Особенно же хватает за сердце проявление в ней детскости в тот момент, когда Раскольников, уже любимый ею всею душою, заставляет ее угадать, кто совершил преступление: «… он смотрел на нее и вдруг в ее лице как бы увидел лицо Лизаветы (сестры старой старьевщицы, тоже им убитой. — Р.Г.). Он ярко запомнил выражение лица Лизаветы, когда он приближался к ней тогда с топором, а она отходила от него к стене, выставив вперед руку, с совершенно детским испугом в лице, точь-в-точь как маленькие дети, когда они вдруг начинают чего-нибудь пугаться, смотрят неподвижно и беспокойно на пугающий их предмет, отстраняются назад и, протягивая вперед ручонку, готовятся заплакать. Почти то же самое случилось теперь и с Соней: так же бессильно, с тем же испугом, смотрела она на него несколько времени и вдруг, выставив вперед левую руку, слегка, чуть-чуть, уперлась ему пальцами в грудь и медленно стала подниматься с кровати, все более и более от него отстраняясь, и все неподвижнее становился ее взгляд на него. Ужас ее вдруг сообщился и ему: точно такой же испуг показался и в его лице, точно так же и он стал смотреть на нее, и почти даже с тою же детскою улыбкой».

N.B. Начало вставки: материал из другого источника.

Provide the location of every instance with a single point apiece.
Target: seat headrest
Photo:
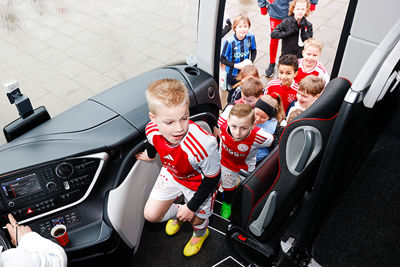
(329, 102)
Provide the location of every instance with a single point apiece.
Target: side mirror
(29, 117)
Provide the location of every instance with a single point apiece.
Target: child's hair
(289, 60)
(167, 92)
(238, 19)
(252, 87)
(247, 71)
(275, 102)
(312, 85)
(312, 42)
(294, 114)
(293, 3)
(242, 110)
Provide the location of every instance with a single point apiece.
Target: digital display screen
(21, 186)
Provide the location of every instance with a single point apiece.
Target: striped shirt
(194, 157)
(236, 155)
(319, 70)
(287, 94)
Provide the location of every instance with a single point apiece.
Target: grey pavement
(62, 52)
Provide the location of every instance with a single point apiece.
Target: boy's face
(240, 128)
(251, 100)
(261, 116)
(300, 10)
(311, 55)
(286, 74)
(306, 100)
(241, 29)
(172, 122)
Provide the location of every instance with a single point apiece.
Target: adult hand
(16, 231)
(303, 24)
(143, 156)
(185, 214)
(264, 10)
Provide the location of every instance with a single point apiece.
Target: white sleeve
(210, 166)
(224, 115)
(34, 250)
(325, 77)
(263, 139)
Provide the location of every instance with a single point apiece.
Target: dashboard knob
(51, 186)
(64, 170)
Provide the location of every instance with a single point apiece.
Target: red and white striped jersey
(319, 70)
(242, 155)
(287, 94)
(196, 155)
(223, 117)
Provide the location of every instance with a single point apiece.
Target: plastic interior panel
(381, 83)
(374, 62)
(296, 144)
(130, 198)
(257, 227)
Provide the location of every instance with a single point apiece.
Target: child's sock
(200, 230)
(171, 212)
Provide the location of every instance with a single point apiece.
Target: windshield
(62, 52)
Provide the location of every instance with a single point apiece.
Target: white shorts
(166, 188)
(230, 179)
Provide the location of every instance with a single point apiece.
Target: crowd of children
(248, 127)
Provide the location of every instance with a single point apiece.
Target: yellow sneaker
(194, 244)
(173, 226)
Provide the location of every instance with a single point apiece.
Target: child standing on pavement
(238, 51)
(246, 72)
(285, 85)
(309, 64)
(179, 140)
(268, 113)
(295, 29)
(278, 10)
(240, 140)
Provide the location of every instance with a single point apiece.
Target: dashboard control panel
(69, 219)
(38, 191)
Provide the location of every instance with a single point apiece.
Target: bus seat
(266, 199)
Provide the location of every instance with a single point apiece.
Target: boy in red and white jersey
(252, 90)
(309, 64)
(240, 140)
(285, 86)
(191, 163)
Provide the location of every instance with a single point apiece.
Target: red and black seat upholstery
(266, 200)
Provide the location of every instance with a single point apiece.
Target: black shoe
(270, 71)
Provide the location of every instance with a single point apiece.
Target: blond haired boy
(240, 140)
(191, 164)
(252, 90)
(309, 64)
(310, 89)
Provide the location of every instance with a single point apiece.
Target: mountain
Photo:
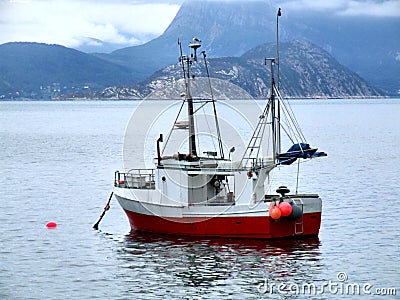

В полубреду вспоминая как-то раз о Соне и рисуя себе ее облик с той вещей ясностью, на какую способно лишь непосредственное чувство, Раскольников мысленно объединяет ее с той самой Лизаветой, с которой Соню связывала странная дружба: «Лизавета! Соня! Бедные, кроткие… Милые!… Они все отдают… глядят кротко и тихо… Соня, Соня! Тихая Соня!..» Быть может, именно здесь и скрыта разгадка этого простого и все же загадочного существования — беззащитность.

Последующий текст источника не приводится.